Active Covered Call

USA

Cambria lists actively managed ETF with wide remit

Actively managed ETF specialist Cambria Funds is listing a new actively managed fund of funds ETF that uses an options strategy to lower volatility. The Cambria Covered Call Strategy ETF (CCOV) will invest in the full alphabet soup of ETFs, ETPs, ETCs and ETNs. It is happy to use leveraged and inverse products as well.

 

While CCOV’s prospectus does not specify a benchmark or target return, the funds goal is to generate “consistent total return,” while offsetting risk with an options strategy.

 

To offset risk, CCOV will sell covered call options which, to use the US vocabulary, will have strike prices “ranging from at-the-money to 3% out-of-the-money,” the prospectus says. Which options are sold and at what price will be determined by a “proprietary methodology”.

 

The prospectus states that the covered calls will help lower the fund’s volatility as they’ll provide an alternative income source via premiums.

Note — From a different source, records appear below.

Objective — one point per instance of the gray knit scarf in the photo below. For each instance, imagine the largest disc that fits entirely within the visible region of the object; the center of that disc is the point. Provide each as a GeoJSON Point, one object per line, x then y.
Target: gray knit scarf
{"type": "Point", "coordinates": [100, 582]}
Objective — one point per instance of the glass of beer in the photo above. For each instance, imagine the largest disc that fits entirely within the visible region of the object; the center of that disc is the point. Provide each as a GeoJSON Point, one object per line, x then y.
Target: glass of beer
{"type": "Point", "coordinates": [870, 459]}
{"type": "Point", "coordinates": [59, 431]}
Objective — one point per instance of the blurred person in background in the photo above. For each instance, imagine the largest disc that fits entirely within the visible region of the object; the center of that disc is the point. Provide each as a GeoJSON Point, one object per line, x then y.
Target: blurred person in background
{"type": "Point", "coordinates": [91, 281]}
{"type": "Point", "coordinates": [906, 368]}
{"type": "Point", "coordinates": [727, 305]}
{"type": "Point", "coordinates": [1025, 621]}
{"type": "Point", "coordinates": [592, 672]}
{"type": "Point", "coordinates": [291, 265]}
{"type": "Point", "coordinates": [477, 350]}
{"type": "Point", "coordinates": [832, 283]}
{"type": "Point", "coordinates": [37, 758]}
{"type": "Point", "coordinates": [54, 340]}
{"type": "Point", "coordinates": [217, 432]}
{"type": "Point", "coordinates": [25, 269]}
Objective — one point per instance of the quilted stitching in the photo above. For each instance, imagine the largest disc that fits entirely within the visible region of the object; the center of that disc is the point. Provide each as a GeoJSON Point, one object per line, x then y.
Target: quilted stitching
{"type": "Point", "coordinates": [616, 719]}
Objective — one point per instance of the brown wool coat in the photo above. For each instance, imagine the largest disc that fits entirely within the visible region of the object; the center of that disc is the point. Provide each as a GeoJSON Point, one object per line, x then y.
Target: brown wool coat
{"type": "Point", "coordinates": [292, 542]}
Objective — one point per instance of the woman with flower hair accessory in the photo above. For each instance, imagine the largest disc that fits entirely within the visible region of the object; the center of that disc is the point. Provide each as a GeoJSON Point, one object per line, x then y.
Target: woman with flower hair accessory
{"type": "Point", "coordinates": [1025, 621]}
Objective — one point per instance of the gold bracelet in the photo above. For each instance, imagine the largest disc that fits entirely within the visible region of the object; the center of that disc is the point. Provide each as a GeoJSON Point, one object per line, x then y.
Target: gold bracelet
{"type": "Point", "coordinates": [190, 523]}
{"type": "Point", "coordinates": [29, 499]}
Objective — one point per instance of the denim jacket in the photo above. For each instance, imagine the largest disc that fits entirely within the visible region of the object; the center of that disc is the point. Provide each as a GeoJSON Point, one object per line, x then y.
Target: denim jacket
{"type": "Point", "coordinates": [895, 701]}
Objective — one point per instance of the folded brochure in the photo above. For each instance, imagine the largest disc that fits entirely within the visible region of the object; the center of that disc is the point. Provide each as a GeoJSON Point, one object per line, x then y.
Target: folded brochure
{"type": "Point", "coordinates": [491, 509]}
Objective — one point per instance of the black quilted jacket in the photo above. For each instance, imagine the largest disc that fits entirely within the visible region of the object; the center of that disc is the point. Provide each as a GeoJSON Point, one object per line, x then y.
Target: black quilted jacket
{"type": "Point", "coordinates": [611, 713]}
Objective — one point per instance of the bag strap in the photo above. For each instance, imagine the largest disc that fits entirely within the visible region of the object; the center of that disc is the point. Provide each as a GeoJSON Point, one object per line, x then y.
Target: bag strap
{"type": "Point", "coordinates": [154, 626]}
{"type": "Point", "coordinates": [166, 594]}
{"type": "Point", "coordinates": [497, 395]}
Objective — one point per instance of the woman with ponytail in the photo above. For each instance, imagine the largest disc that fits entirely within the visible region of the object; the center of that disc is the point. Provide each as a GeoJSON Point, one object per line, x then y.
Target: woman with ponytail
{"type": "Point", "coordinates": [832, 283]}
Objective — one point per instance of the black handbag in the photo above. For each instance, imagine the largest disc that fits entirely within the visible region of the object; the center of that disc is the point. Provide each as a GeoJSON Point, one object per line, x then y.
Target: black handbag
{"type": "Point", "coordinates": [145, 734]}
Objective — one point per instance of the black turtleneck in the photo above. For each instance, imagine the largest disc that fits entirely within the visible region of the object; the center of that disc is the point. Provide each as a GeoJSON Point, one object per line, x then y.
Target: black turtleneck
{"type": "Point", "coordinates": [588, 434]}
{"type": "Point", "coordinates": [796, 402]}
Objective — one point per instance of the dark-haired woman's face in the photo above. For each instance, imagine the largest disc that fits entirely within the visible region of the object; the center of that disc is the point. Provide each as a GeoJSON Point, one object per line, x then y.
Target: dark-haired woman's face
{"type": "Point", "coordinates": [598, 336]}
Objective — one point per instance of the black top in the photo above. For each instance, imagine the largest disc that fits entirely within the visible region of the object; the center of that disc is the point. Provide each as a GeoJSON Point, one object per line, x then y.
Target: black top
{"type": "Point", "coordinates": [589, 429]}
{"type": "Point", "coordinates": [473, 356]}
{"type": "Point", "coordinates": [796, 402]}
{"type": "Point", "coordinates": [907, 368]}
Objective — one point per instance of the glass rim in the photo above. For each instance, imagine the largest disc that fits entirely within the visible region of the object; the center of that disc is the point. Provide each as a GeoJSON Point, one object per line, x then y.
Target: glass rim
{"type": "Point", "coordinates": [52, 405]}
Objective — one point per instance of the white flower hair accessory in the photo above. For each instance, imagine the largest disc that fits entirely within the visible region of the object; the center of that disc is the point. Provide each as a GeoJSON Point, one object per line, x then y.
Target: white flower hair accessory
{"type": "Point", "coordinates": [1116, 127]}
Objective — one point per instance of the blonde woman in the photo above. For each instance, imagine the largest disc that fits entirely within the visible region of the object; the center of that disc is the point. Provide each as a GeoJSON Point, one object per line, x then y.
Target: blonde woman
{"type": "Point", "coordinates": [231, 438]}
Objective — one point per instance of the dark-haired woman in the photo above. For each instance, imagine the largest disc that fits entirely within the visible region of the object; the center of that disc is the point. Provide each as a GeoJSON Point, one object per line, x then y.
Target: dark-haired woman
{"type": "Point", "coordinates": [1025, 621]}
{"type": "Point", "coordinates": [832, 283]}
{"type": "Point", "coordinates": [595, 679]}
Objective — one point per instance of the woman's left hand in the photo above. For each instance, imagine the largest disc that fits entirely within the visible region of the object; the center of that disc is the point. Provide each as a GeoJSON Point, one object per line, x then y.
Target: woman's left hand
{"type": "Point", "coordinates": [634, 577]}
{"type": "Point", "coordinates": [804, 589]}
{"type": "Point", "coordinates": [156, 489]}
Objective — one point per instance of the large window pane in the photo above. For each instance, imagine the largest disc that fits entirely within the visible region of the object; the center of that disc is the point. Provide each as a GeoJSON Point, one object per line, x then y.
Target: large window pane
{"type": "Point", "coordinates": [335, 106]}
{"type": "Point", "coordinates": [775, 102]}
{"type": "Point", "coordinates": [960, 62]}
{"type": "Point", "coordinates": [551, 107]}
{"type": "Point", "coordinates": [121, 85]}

However, the prospectus notes that the strategy will require quarterly rebalancing, where options strategies will be reviewed. This will mean higher turnover and potentially lower returns, the prospectus says. 

 

There are no restrictions on what the fund can invest in. In addition to the full remit of ETPs mentioned above, CCOV can invest in currencies, real estate and commodities.

 

While there are several other covered call ETFs available in the US, this is the first that is actively managed.

 

China

China Universal is listing a new ETF called the China Universal SSE Shanghai Reform & Development Theme Launched Fund (510820). I cannot figure out what it does. I’ll update as more information becomes available.